ただし、日本は人口減少の段階に入りました。スポーツ関連の市場は縮小するのでしょうか。少子高齢化により高齢者の市場は拡大していますし、「飽食の時代」は「健康志向」を生み出し、日常的に運動をする人の数は増えています。新たなスポーツビジネスを具現化するにはイノベーションが不可欠です。現在オリンピックは続いておりますが、ビジネス感覚に基づいた戦略と戦術がなければ、オリンピックといえども、今後は壮大な無駄遣いに終わってしまうでしょう。
今回はスポーツビジネスの中でもスポーツ関連の仕事の種類と内容にスポットライトを当ててご紹介したいと思います。
- 監督やコーチへの道
競技の中心はあくまで選手です。
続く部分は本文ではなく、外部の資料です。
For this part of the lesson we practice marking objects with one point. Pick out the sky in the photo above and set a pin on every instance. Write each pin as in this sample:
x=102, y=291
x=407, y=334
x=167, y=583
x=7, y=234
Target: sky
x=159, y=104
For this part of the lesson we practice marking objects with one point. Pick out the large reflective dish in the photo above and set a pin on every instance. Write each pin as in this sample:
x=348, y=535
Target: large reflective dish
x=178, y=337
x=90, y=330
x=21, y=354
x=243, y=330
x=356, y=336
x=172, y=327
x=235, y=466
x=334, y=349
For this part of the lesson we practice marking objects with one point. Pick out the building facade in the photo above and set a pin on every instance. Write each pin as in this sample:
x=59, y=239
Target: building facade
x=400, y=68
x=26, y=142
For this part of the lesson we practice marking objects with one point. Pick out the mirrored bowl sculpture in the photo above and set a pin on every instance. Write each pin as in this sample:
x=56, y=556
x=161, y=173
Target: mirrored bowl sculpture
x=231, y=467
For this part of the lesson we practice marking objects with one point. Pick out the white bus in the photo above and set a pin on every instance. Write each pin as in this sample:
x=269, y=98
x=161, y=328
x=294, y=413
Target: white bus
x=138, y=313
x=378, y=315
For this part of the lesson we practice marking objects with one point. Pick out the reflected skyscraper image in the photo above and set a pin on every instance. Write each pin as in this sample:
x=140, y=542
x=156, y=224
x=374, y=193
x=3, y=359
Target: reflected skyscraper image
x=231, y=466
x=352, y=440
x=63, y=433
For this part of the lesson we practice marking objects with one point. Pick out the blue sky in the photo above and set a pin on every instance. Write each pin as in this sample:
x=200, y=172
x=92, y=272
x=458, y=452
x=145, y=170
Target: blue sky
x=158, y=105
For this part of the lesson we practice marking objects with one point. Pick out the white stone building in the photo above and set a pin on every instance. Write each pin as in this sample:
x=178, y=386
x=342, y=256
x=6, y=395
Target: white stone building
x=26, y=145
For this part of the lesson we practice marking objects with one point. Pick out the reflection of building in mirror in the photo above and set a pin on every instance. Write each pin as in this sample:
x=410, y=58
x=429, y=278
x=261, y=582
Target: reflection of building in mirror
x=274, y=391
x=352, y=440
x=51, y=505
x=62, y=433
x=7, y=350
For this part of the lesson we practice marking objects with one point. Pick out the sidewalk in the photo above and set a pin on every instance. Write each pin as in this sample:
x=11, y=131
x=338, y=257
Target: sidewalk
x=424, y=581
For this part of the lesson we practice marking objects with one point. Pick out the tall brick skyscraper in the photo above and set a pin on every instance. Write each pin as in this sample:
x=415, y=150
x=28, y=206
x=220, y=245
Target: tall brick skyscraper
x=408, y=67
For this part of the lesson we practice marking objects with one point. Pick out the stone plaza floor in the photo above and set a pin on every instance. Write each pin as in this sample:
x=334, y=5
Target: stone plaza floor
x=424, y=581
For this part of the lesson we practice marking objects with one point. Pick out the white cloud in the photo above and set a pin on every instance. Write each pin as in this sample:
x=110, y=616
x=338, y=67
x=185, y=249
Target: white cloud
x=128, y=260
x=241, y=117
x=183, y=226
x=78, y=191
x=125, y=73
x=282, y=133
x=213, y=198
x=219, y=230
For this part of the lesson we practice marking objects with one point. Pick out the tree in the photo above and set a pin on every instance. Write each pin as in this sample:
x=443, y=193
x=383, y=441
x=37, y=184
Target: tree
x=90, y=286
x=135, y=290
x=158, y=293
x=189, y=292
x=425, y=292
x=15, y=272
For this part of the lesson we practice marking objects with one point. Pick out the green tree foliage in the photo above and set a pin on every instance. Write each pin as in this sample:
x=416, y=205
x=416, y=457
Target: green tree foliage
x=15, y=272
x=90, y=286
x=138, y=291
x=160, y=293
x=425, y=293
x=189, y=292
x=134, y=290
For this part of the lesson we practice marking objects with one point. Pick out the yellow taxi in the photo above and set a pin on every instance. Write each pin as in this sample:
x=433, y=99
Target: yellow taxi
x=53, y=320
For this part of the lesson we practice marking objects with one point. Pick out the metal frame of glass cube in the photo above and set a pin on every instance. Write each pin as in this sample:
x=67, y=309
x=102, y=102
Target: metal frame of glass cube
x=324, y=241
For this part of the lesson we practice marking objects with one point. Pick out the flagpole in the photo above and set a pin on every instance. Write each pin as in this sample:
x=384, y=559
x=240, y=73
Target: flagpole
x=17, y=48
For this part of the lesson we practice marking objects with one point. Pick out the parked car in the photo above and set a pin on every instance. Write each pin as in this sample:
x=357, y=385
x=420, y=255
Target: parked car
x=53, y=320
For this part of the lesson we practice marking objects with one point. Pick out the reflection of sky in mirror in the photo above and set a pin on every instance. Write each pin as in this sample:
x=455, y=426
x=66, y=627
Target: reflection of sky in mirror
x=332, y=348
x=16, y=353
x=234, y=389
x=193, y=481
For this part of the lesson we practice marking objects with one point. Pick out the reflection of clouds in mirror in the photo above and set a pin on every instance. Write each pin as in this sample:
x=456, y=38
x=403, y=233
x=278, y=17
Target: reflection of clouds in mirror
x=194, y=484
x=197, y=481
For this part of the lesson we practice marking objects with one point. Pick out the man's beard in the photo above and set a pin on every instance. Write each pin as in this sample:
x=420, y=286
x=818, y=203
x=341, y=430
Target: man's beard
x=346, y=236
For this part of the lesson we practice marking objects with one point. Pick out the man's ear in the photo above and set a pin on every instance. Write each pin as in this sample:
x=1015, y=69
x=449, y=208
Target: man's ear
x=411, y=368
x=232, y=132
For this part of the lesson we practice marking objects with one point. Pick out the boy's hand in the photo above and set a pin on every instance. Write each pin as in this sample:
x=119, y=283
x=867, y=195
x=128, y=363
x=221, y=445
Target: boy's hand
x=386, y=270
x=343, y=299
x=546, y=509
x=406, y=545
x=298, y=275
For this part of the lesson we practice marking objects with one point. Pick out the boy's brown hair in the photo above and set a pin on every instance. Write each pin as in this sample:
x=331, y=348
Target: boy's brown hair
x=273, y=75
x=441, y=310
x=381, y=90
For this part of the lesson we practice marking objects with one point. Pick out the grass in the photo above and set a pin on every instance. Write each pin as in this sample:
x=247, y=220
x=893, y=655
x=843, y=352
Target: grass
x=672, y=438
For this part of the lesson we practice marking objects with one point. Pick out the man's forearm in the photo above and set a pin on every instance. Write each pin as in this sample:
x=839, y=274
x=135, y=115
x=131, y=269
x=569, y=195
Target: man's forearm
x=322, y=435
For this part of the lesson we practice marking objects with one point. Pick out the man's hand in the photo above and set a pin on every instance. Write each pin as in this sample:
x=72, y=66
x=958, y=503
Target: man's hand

ところが、ともすれば、選手よりも監督やコーチが注目されることもあります。これは日本のスポーツ界特有のことかもしれません。現在Jリーグでは監督になるにはS級ライセンスを取得しなければなりません。 - 審判になるには
ゴルフを除いてすべてのスポーツは審判が競技に立ち会います。以前は選手を辞めた人が行なうものとされていたこともありましたが、最近では最初から審判を目指す人も増えています。プロ野球ではNPBアンパイアスクールを設立し座学と実技を受講し適性が認められなければいけません。Jリーグは公認審判員制度を制定しています。 - チームの縁の下の力持ち
どんな組織にも裏方はいます。裏方の中でも縁の下の力持ちのような存在は欠かせません。プロスポーツの世界ではその仕事に誇りをもち、プロフェッショナルとしてその道を究める人もいます。
サッカーの世界ではホぺイロという用具係が有り、多種多様な働きをしており、選手に適格なアドバイスを送り選手から信頼されています。 - 運営会社職員になるには
努力をしたとしても、誰もがプロスポーツチームの選手になれるわけではありません。それでも夢の舞台に近づく方法があります。そのひとつがチーム運営会社の職員になることです。一般の職員は球団の募集に応じて面接や入社試験を受けて採用されます。
≪スポーツ関連の仕事の種類と内容≫
プロスポーツ選手への道は狭き門といわれています。ひとつのプロスポーツやチームは大勢の人たちが関わっており、彼らの存在なしには成立しません。その仕事には有名、無名に関わらず、様々な種類があります。そして、それらを目指すことは努力も必要ですが、可能性は高いと思います。